Reputation: 57
i have DataFrame that has Name of People and Some Names Incorrect Caught surname due to selenium scraping so i want to remove them
Input:
TEXT TYPE
0 Barrack Obama PERSON
1 Obama PERSON
2 Don Beyer PERSON
3 Doug Wilson PERSON
4 Wilson PERSON
5 Thomas PERSON
Expected Output
TEXT TYPE
0 Barrack Obama PERSON
1 Don Beyer PERSON
2 Doug Wilson PERSON
3 Thomas PERSON
Upvotes: 2
Views: 94
Reputation: 75110
Here is another approach using duplicated()

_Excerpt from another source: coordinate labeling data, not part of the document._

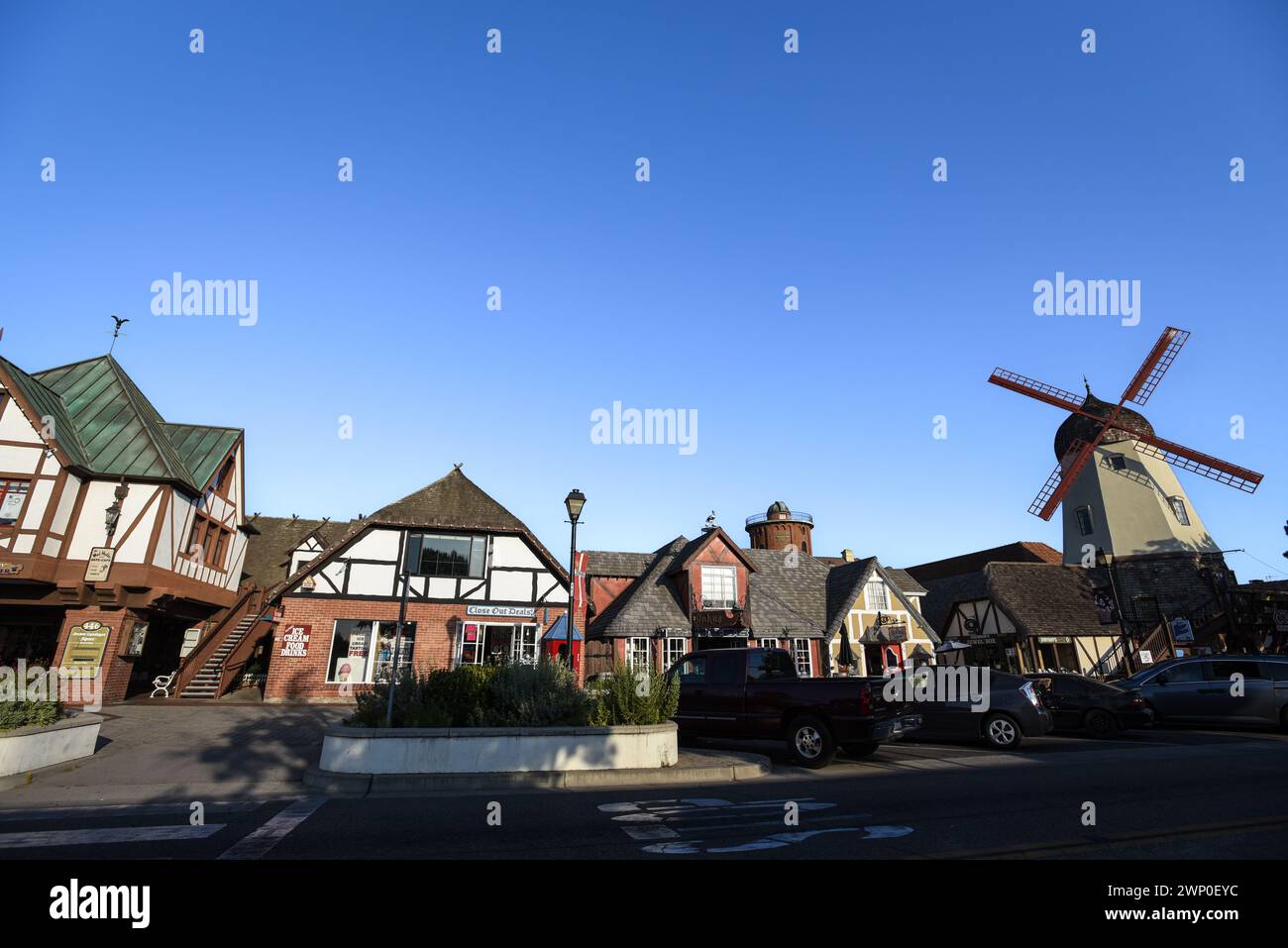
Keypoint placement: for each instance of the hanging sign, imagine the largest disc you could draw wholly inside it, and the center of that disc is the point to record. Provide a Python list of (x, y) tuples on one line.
[(502, 610), (99, 563), (295, 642), (84, 653)]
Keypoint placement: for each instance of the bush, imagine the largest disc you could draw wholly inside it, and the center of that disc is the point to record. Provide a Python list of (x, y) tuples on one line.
[(627, 697), (478, 695), (22, 714)]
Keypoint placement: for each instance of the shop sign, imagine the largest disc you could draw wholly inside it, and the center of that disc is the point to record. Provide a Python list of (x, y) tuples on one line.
[(85, 647), (295, 642), (191, 636), (99, 563), (1183, 630), (502, 610)]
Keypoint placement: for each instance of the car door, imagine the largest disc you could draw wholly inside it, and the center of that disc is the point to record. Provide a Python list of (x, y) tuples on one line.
[(1177, 691), (1239, 690)]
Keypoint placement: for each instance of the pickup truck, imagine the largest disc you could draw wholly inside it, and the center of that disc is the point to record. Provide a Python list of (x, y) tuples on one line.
[(754, 693)]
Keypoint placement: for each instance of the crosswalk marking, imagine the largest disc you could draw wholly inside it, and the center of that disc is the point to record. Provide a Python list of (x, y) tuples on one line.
[(106, 836), (259, 843)]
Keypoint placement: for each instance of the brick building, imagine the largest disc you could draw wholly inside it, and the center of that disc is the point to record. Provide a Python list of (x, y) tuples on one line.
[(483, 590), (119, 530)]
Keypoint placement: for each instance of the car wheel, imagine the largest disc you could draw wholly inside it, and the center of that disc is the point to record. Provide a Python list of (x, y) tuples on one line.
[(864, 750), (1003, 732), (1100, 723), (809, 742)]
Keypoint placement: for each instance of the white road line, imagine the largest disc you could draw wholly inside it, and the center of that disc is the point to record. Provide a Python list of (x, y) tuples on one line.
[(259, 843), (107, 836), (121, 810)]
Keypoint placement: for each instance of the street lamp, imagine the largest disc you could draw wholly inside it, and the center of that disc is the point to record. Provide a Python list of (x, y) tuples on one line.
[(574, 502)]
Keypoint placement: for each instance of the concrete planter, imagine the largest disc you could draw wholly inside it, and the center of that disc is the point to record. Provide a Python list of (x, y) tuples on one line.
[(496, 750), (30, 749)]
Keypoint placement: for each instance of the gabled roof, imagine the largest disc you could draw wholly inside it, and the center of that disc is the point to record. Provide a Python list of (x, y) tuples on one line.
[(451, 502), (104, 425), (1048, 597)]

df[~df['TEXT'].str.split().str[-1].duplicated()]
Or:
df[~df['TEXT'].str.split(expand=True).ffill(1).iloc[:,-1].duplicated()]
Or:
df[~df['TEXT'].str.split(expand=True).ffill(1).duplicated([1])]
TEXT TYPE
0 Barrack Obama PERSON
2 Don Beyer PERSON
3 Doug Wilson PERSON
5 Thomas PERSON
Upvotes: 3
Reputation: 150785
Without your data in text, I won't test the following, which should work:
df.groupby(df.TEXT.str.extract('(\w*)$')[0],
sort=False, as_index=False
).first()
Output:
TEXT TYPE
0 Barrack Obama PERSON
1 Don Beyer PERSON
2 Doug Wilson PERSON
3 Thomas PERSON
Upvotes: 3